We'll do an A/B test. Create two version of the homepage, A and B.
They should differ in some way, perhaps trivial (e.g., maybe the link
to donations is blue in version A and red in version B).
The first 10 times your homepage is visited, alternate between version
A and B each time. After that, pick the best version (the one where
people click to donate most often), and keep showing it for all future
visits to the page.
**Hint 1:** consider having a global counter in `main.py` to keep track of
how many times the home page has been visited. Consider whether this
number is 10 or less and whether it is even/odd when deciding between
showing version A or B.
**Hint 2:** when somebody visits `donate.html`, we need to know if
they took a link from version A or B of the homepage. The easiest
way is with query strings. On version A of the homepage, instead of
having a regular link to "donate.html", link to
"donate.html?from=A", and in the link on version B to donate.html,
use "donate.html?from=B". Then the handler for the "donate.html"
route can keep count of how much people are using the links on both
versions of the home page.
**Hint 3:** You don't necessarily need to have two different versions
of your homepage to make this work. You could use the templating
approach: once you read your index.html file into your program, you
can edit it. At that point it should be a string, so you could add
something to it or replace something in it.
# Individual Part (25%)
## Rate Limiting JSON Page
JSON files are used to transmit structured data over network
connection. Add a resource at `https://your-ip:port/browse.json` that
displays the same information as `browse.html`, but in JSON format
(represent the DataFrame as a list of dicts, such that each dict
corresponds to one row).
Check the client IP with `request.remote_addr`. Do not allow more
than one request per minute from any one IP address.

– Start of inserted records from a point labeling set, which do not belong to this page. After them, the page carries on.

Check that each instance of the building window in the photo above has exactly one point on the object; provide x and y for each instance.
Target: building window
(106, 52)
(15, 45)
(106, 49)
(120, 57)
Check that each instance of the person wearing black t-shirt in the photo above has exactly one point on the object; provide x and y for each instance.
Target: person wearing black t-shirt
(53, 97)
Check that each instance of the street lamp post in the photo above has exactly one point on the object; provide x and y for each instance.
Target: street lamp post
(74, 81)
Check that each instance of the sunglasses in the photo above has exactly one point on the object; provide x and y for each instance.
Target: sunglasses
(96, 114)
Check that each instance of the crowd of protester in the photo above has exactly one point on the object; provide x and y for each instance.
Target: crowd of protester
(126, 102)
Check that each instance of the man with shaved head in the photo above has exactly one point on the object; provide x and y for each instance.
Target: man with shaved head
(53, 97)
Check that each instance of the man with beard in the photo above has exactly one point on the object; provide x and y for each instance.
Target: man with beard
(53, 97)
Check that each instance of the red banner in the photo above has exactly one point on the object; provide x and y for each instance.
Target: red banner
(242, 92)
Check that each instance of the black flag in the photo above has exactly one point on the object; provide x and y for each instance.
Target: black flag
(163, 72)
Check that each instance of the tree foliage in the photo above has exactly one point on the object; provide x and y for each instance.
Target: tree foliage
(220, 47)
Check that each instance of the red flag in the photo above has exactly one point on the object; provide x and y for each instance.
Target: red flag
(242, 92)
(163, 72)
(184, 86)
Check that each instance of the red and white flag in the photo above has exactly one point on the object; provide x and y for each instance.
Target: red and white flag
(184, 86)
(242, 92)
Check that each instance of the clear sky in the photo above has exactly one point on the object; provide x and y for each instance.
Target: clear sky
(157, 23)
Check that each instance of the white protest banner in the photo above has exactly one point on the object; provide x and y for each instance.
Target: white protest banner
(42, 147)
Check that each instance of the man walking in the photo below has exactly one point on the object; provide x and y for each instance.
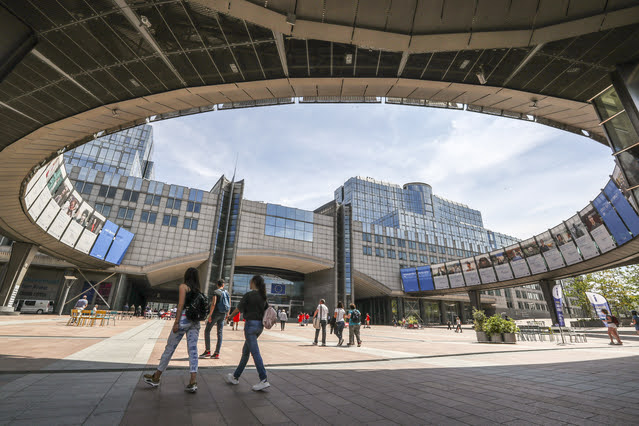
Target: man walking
(354, 321)
(322, 313)
(220, 307)
(283, 318)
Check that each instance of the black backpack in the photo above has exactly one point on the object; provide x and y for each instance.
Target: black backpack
(197, 306)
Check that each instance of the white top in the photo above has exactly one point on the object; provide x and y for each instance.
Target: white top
(322, 312)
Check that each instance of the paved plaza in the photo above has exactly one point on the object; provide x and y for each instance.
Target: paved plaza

**Hint 1:** consider combining Flask's `jsonify` with Pandas `to_dict`: https://pandas.pydata.org/docs/reference/api/pandas.DataFrame.to_dict.html
**Hint 2:** we cover rate limiting at the end of March 9th lecture.
## Dashboard
Implement a dashboard on your homepage showing at least 3 SVG images.
The SVG images must correspond to at least 2 different flask routes,
i.e., one route must be used at least twice with different query
strings (resulting in different plots).
### Requirements
* All plots are based on the data chosen for `browse.html`, but you are free to choose what is plotted.
Plots should have labels for both axes and optionally a title.
* Similarly, there is no restriction on the choice of query string parameters,
except that the resulting plots should be distinct.
E.g., We could have a dashboard with the following lines added to the
`index.html` file (you're encouraged to use more descriptive names for
your .svg routes).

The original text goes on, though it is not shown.